Navio que fará a dragagem de areia em Matinhos chega hoje ao Paraná

Esse é o mesmo equipamento utilizado nas obras de Balneário Camboriú, no estado vizinho; dragagem está prevista para ser concluída entre outubro e novembro.

Redação - 24 de junho de 2022, 07:52

Foto: Jan de Nul do Brasil Dragagem
Foto: Jan de Nul do Brasil Dragagem

O navio que dará a dragagem da areia para a engorda da orla de Matinhos, no Litoral do estado, chega ao Paraná nesta sexta-feira (24). Esse é o mesmo equipamento utilizado nas obras de Balneário Camboriú, no estado vizinho. O processo de dragagem irá resultar no alargamento da faixa de areia ao longo dos 6,3 km previstos no projeto, do Morro do Boi até o Balneário Saint Ettiene.

A draga ficará na região de Paranaguá e ao longo da manhã deste sábado (25) se dirige à praia de Caiobá.

A dragagem é um dos processos das Obras de Recuperação da Orla de Matinhos, com investimentos de R$ 314,9 milhões. A obra é do Governo do Estado, através do Instituto Água e Terra (IAT), e executada pelo Consórcio Sambaqui, vencedor da licitação pública. O Litoral paranaense receberá um total de 2,7 milhões de metros cúbicos a mais de areia.

A primeira fase da dragagem será em Caiobá. Quando encerrada, a Linha de Recalque será reposicionada até o balneário Flórida para repetir o processo nos outros balneários de Matinhos. A finalização da dragagem está prevista para outubro/novembro deste ano.

Para realizar o processo, haverá conexão com as tubulações que estão sendo levadas para a areia desde o começo de abril. Em paralelo estão em execução os trabalhos ambientais da recuperação da área de restinga.

As obras na Orla de Matinhos preveem, além da engorda da faixa de areia por meio de aterro hidráulico, estruturas marítimas semirrígidas, canais de macrodrenagem e redes de microdrenagem, e revitalização urbanística da praia e da calçada com o plantio de árvores nativas.
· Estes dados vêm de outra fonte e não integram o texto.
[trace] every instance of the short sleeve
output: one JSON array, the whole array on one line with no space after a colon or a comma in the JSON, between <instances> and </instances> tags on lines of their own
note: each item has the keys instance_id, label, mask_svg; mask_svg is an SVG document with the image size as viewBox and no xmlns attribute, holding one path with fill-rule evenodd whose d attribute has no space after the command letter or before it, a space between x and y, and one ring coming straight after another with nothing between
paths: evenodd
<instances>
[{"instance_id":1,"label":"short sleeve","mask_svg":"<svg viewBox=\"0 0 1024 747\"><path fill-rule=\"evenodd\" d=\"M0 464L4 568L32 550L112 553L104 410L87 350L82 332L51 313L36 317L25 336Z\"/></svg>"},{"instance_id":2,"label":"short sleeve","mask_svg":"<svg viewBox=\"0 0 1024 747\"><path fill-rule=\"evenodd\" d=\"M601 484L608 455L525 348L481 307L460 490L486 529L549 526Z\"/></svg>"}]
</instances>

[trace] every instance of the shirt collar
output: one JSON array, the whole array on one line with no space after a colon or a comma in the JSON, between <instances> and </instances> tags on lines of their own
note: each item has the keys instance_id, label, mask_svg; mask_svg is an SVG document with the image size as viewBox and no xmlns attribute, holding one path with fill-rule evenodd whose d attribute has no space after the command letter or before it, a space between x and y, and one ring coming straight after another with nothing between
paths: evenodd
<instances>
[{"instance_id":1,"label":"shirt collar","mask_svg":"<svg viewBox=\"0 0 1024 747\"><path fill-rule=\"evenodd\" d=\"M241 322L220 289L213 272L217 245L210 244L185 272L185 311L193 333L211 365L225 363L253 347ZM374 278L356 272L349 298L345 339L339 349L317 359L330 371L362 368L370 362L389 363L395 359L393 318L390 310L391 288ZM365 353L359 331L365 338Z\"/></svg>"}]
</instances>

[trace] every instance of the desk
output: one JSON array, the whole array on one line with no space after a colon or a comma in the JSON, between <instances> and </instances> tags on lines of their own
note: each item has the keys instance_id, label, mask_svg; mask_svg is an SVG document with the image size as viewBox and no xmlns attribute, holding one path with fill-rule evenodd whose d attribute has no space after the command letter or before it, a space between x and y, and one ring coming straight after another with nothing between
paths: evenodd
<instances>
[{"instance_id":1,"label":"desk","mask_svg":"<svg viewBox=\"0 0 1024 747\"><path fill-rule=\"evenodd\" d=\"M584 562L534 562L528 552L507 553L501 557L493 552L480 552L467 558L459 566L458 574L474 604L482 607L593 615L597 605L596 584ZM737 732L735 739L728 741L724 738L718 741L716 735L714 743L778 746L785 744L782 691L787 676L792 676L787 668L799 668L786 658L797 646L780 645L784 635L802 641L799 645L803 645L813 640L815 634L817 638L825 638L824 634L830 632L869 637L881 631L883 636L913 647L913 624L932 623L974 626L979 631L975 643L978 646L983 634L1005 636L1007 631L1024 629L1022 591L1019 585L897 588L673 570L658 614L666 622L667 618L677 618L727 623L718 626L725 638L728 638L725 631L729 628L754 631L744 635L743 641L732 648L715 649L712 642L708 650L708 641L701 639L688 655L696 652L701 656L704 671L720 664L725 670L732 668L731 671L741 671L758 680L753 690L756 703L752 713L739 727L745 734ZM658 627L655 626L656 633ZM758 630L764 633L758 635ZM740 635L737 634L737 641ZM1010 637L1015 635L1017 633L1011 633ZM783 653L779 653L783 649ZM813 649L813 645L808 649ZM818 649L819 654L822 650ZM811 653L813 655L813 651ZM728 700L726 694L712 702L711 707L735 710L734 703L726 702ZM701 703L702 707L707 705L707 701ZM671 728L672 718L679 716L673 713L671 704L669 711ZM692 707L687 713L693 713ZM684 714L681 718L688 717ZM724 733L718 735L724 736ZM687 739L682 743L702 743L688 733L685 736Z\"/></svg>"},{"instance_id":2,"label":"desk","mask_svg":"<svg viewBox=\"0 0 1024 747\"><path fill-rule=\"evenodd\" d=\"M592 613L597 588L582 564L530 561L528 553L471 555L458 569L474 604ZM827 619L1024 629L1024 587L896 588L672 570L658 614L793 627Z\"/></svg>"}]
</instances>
Também serão realizadas melhorias na pavimentação asfáltica e a recuperação de vias.

O objetivo é minimizar os impactos gerados pela combinação do desequilíbrio de sedimentos, ocupações mal planejadas e ressacas no Litoral. Essa combinação vem destruindo e comprometendo boa parte da infraestrutura urbana, turística e de lazer no município.

NAVIO COM TECNOLOGIA EMBARCADA

A draga autotransportadora de sucção e arrasto Galileo Galilei é de origem belga e esta é a primeira vez que o Paraná recebe uma embarcação com tanta tecnologia embarcada. Este tipo equipamento possui cisterna com capacidade de 18 mil metros cúbicos e propulsão própria, o que permite sua navegação até a chamada jazida de empréstimo, onde dragam a areia, depositam em sua cisterna e em seguida mandam o material pela tubulação que está submersa e permanece em posição dinâmica para recalcar a areia até a praia, onde os tratores farão o espalhamento na parte seca.

Na parte submersa, o próprio movimento das ondas se encarrega de fazer esse espalhamento da areia. 

Ele também foi utilizado para as obras de dragagem e aterro hidráulico de Balneário Camboriú e várias outras obras de dragagem portuária em Santos, Rio de Janeiro e Itajaí.